The number of unemployed older workers has risen sharply during the recession, figures published today have revealed.
A survey by The Age and Employment Network (TAEN) found that between October 2008 and May 2009 47% of respondents had been made redunant, whereas just 32% of respondents had lost their jobs between January and September 2008.
Nearly three quarters (72%) of jobseekers taking part in the online survey said employers saw them as too old, compared with 63% before the recession.
The data was collected from 401 responses to an online survey in the second period, and 370 responses in the first. Seven in 10 of the respondents were aged 50-59; 27% were 60-64; and 9% were over 65.
Chris Ball, chief executive of TAEN, said: “These shocking figures show the greater barriers the over-50s are facing as the economy has worsened.
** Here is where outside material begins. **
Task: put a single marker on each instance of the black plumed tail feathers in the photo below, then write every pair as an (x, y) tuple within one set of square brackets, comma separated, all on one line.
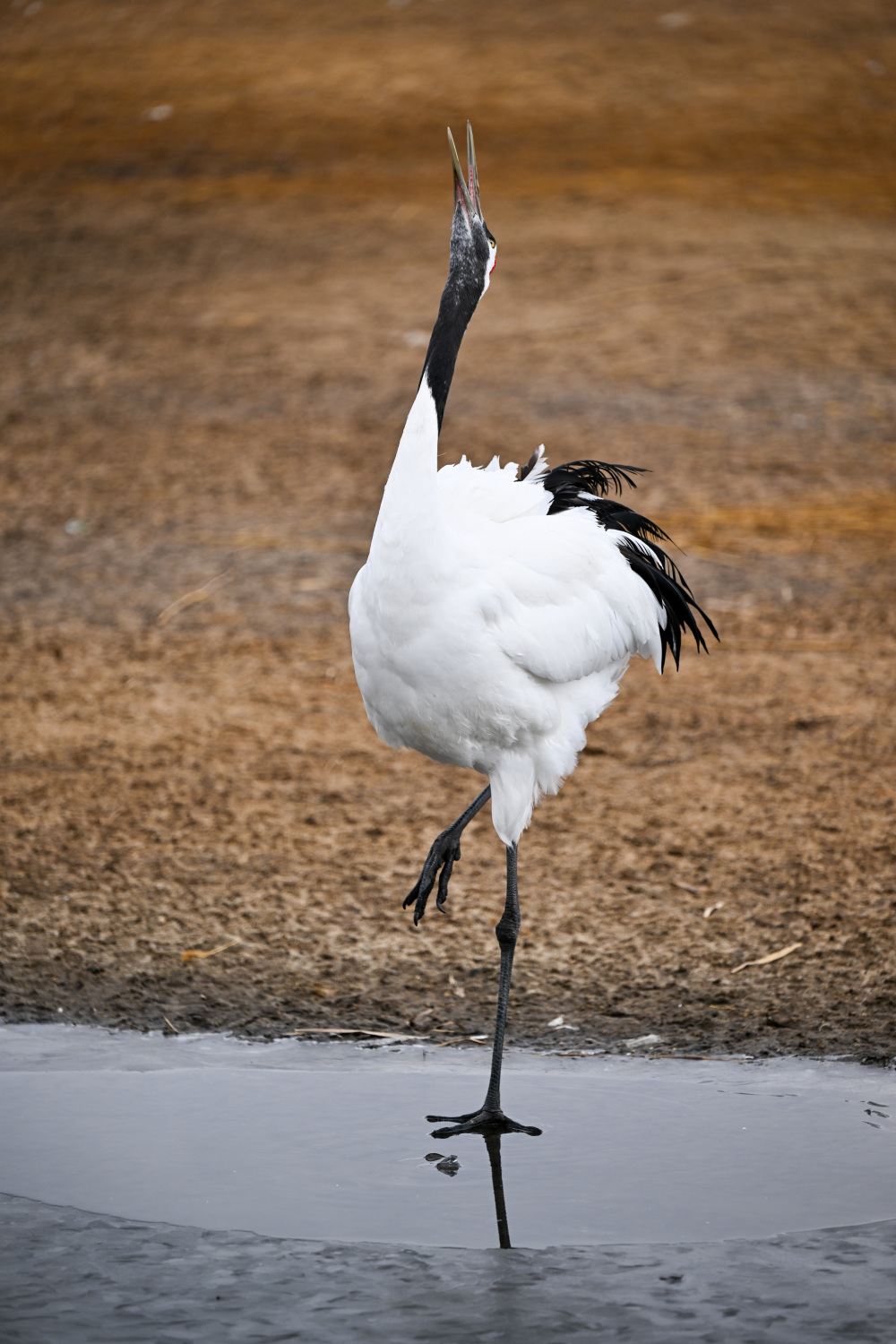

The resultant crisis in savings, pensions and debt has taken its toll and created a need for many older people to keep on working.”
Nearly half (45%) of respondents did not feel that age discrimination legislation had helped older people to find work, compared to 31% before the recession.
The number respondents who warned that employers place too much emphasis on qualifications rather than skills and experience also rose slightly, from 60% to 64%.
Ball added: “We also see here more evidence that, despite the introduction of legislation in 2006 outlawing age discrimination in employment, it has certainly not eradicated discrimination in recruitment – particularly when times are tight and where it is difficult for an individual to prove discrimination and take action.”